Seems pretty simple—at least, it seemed pretty simple to
us. However, inheritance means that a user U can have several
different candidate relationships with a project P. For example, U
can be an explicit observer of P, but also be a member of a group G,
which is a developer for P’s grandparent. Which relationship should U
have with P? We decided two and a half months ago to use the
“strongest” relationship: we find all possible relationships via
transitive closure, and if any of them allow U to perform a requested
operation on P, the operation is permitted.
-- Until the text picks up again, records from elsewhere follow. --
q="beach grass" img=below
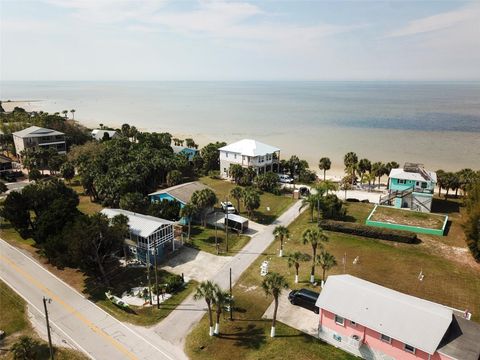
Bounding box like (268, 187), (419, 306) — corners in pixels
(185, 225), (250, 256)
(0, 281), (88, 360)
(186, 208), (480, 359)
(200, 176), (294, 224)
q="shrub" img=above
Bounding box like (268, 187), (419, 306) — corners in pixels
(208, 170), (220, 180)
(319, 220), (418, 244)
(166, 274), (183, 294)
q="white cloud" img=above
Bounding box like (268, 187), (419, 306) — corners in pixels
(385, 4), (480, 38)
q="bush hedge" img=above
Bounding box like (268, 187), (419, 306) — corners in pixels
(319, 220), (418, 244)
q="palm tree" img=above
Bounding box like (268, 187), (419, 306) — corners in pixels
(318, 157), (332, 181)
(230, 186), (243, 212)
(302, 227), (328, 284)
(287, 251), (310, 284)
(213, 285), (231, 335)
(315, 250), (337, 283)
(193, 280), (218, 336)
(180, 203), (197, 241)
(273, 225), (290, 257)
(262, 272), (288, 337)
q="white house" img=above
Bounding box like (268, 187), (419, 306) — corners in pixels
(101, 209), (175, 264)
(12, 126), (67, 155)
(92, 129), (120, 141)
(219, 139), (280, 178)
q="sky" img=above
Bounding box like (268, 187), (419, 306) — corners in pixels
(0, 0), (480, 81)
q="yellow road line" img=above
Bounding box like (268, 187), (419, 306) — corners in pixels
(0, 255), (137, 360)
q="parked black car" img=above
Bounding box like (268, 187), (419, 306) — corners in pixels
(288, 289), (320, 314)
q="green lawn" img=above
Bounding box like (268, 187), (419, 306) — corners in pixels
(200, 176), (294, 224)
(186, 204), (480, 360)
(370, 206), (445, 229)
(185, 225), (250, 256)
(85, 268), (196, 326)
(0, 281), (87, 360)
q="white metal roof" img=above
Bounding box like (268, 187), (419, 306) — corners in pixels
(388, 168), (437, 183)
(100, 209), (173, 238)
(316, 275), (453, 354)
(92, 129), (118, 140)
(219, 139), (280, 156)
(13, 126), (65, 138)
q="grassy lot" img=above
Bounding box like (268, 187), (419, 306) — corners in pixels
(0, 281), (87, 360)
(370, 206), (445, 229)
(186, 204), (480, 359)
(86, 268), (196, 326)
(67, 184), (103, 215)
(200, 176), (293, 224)
(186, 225), (250, 256)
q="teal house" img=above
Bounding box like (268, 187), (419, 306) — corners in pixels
(148, 181), (213, 225)
(380, 163), (437, 212)
(172, 145), (198, 161)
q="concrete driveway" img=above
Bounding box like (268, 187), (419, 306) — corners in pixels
(162, 246), (232, 281)
(262, 290), (319, 337)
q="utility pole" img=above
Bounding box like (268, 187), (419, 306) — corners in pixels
(43, 296), (53, 360)
(230, 268), (233, 320)
(153, 248), (160, 309)
(225, 196), (228, 254)
(145, 240), (152, 305)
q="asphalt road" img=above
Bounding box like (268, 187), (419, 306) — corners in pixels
(0, 239), (184, 360)
(149, 201), (302, 348)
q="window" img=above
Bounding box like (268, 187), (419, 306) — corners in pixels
(380, 334), (392, 344)
(403, 344), (415, 354)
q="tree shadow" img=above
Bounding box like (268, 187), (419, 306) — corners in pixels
(218, 324), (267, 350)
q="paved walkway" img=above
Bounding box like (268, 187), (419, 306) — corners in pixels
(148, 201), (301, 348)
(0, 239), (185, 360)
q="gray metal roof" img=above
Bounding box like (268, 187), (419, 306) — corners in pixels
(100, 209), (173, 238)
(13, 126), (65, 138)
(437, 315), (480, 360)
(218, 139), (280, 156)
(316, 275), (453, 354)
(148, 181), (210, 204)
(388, 168), (437, 183)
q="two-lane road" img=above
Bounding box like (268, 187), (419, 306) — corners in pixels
(0, 239), (184, 360)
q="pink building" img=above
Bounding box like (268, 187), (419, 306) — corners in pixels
(316, 275), (480, 360)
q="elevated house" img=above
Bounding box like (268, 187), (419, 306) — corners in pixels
(148, 181), (213, 224)
(380, 163), (437, 212)
(316, 275), (480, 360)
(92, 129), (120, 141)
(172, 145), (198, 161)
(101, 209), (175, 264)
(12, 126), (67, 155)
(219, 139), (280, 178)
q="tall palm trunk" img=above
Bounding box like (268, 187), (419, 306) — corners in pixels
(214, 306), (222, 335)
(310, 246), (317, 284)
(270, 295), (278, 337)
(207, 300), (213, 336)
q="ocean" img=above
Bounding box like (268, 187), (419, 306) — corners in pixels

The problem is, that leads to Bug
#36
:

Users are allowed to have multiple memberships to a single project,
both through inheritance and through user groups. When a user wants
to change something (ie mail settings), the getMemberships(user,
project) method has to decide which of these memberships to return.
Currently, it returns the user’s strongest membership, based on role.
The problem with this is that if the user’s strongest membership is an
implicit one, or if it is through a user group, the user is unable to
change the settings (unless an explicit membership is created for the
user and project).

Let’s go over that again. Hippo represents relationships between
users and projects using instances of the class Membership. If
membership is implied, rather than direct, then when we look up U’s
membership in P, we sometimes get back an object representing the
relationship between a group that U belongs to (directly or
indirectly) and a project that is a parent of P (directly or
indirectly). That’s fine if we just want to find out whether or not
some operation is permitted, but if we want to change U’s
relationship with P, what do we do? We can’t change that relationship
object, since that would potentially affect other users’ relationships
with other projects.

OK, so we don’t change that object; we add a new one representing
the more specific relationship. That solution fails to address Bug
#37
:

Another problem with implicit memberships: users cannot be deleted
from projects (or have their roles changed etc.) when their membership
is via a user group, unless they are removed from the group. Removing
a user from a user group falls under user-user authorization, which
has been deferred.

And on, and on, and on. Representing all relationships
explicitly (no groups, no project tree) would make this problem go
away, but we believe it would make administration much more onerous.
Adopting Unix-style permissions (rwxr-xr–, anyone?) is tempting, but
we worked through that three months ago, and it doesn’t address all of
our use
cases
either.

Which brings us to this posting’s title. HP’s marketing literature
describes the product I work on in terms of authentication,
authorization, and access control. Authentication means figuring out
who you are; authorization means figuring out what you’re allowed to
do; and access control means enforcing those rules. There’s a ton of
literature about authentication, and a fair bit in the operating
systems world about access control. By comparison, authorization is a
very poor cousin indeed: you can find detailed descriptions of the
schemes used in particular systems, like Unix permissions and Access
Control Lists (ACLs), but there doesn’t seem to be any “theory” behind
it all.

Authorization seems to be one of those things that is overlooked by mainstream computing, for no good reason. Think about it: parsing and code generation are part of the standard curriculum, but implementing byte code interpreters and debuggers are not; process scheduling is, but linking is not; and so on. I don’t know why some fields are “poor cousins”, while others are so heavily overfarmed that they suffer from the intellectual equivalent of salinization, but perhaps there is scope here for both innovative research, and for new languages or programming models to make some headway.